Há uma semana que as principais cidades de Portugal estão sem táxis deixando apeados muitos portugueses e os numerosos estrangeiros que nos visitam neste Outono ensoleirado.

Parados aos milhares nas principais artérias citadinas, os alcunhados “fogareiros” protestam, como habitualmente, contra uma lei aprovada na Assembleia da República e que terá efeitos a partir de Novembro deste ano. Essa lei, promulgada pelo Presidente da República, que regulariza as plataformas electrónicas de transporte de passageiros a operar em Portugal, onde se incluem a Uber, a Cabify e a Taxify é, segundo os taxistas, prejudicial à sua actividade, por favorecerem uma concorrência desleal, exigindo a sua revogação.
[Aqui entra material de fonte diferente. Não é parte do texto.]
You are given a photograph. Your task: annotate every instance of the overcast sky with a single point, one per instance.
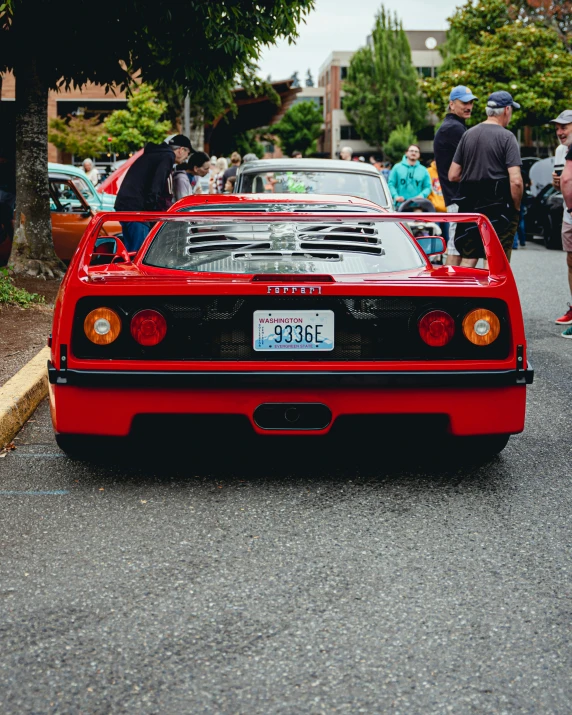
(344, 25)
Como nenhuma lei pode ser revogada antes da sua aplicação e o Governo e os partidos que a apoiaram (PS, PSD, PAN) não deram mostras de vir a querer ceder no futuro, esta “rebelião dos fogareiros” tende a durar e a endurecer, para mal dos milhares de pessoas que afluem aos nossos aeroportos e em tantas circunstâncias da normal utilização dos táxis.
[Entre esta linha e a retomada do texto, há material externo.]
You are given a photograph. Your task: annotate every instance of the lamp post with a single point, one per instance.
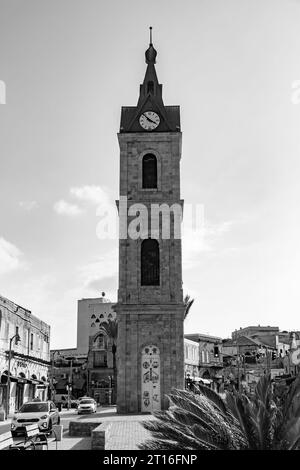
(52, 375)
(18, 339)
Quem não se queixa, por momento, são as tais plataformas electrónicas de transporte de passageiros, designadas por TVDE que, embora sob ameaças permanentes dos seus concorrentes, aumentaram significativamente os seus serviços, por serem mais baratos para o consumidor, disponíveis e oferecerem um serviço mais cómodo.
Com um mundo cada vez mais gerido pelos telefones móveis e seus softwares, incentivando a rápida mobilidade das pessoas e a economia de gastos, parece-me improvável o fim da actividade dos TVDE que se limitam a cobrar uma taxa por colocarem em contacto um carro com o cliente. Muito embora estas plataformas sejam uma actividade recente em Portugal e que, por via da prática do seu desenvolvimento, mais tarde ou mais cedo terão que ter as suas afinações legais (quer do lado dos TVDE, quer dos táxis), existem no entanto já algumas determinações para tentar equilibrar as relações concorrenciais entre as duas partes.
Se é bem verdade que os táxis têm de pagar um alvará camarário de cerca de 400€ para terem um carro na praça, ao contrário dos TVDE os táxis têm: 70% de isenção do imposto sobre veículos; não pagam imposto de regulação e supervisão (5%), nem imposto de circulação; podem deduzir 50% do IVA com as suas viaturas; podem aceder a um apoio para aquisição de veículos eléctricos (entre 5 mil e 12.500€) e têm o exclusivo direito às paragens de táxis e às faixas Bus e podem, se o entenderem, trabalhar para os TVDE.
Tal como antes disse e porque estamos num país de mercado livre, a actividade dos TVDE não vai deixar de ser exercida em Portugal, independentemente de todos aqueles que desejem um “regresso ao passado” (proprietários e empregados dos táxis) e se manifestem mais ou menos ruidosamente contra a sua existência, procurando o monopólio desta actividade de transporte de passageiros ou a salvaguarda de algumas das suas vantagens.

A bem do consumidor e de todos os envolvidos nestes serviços público/comerciais, espero que prolongar este protesto até à ruptura de uns e de outros, não esteja nos objectivos de ninguém!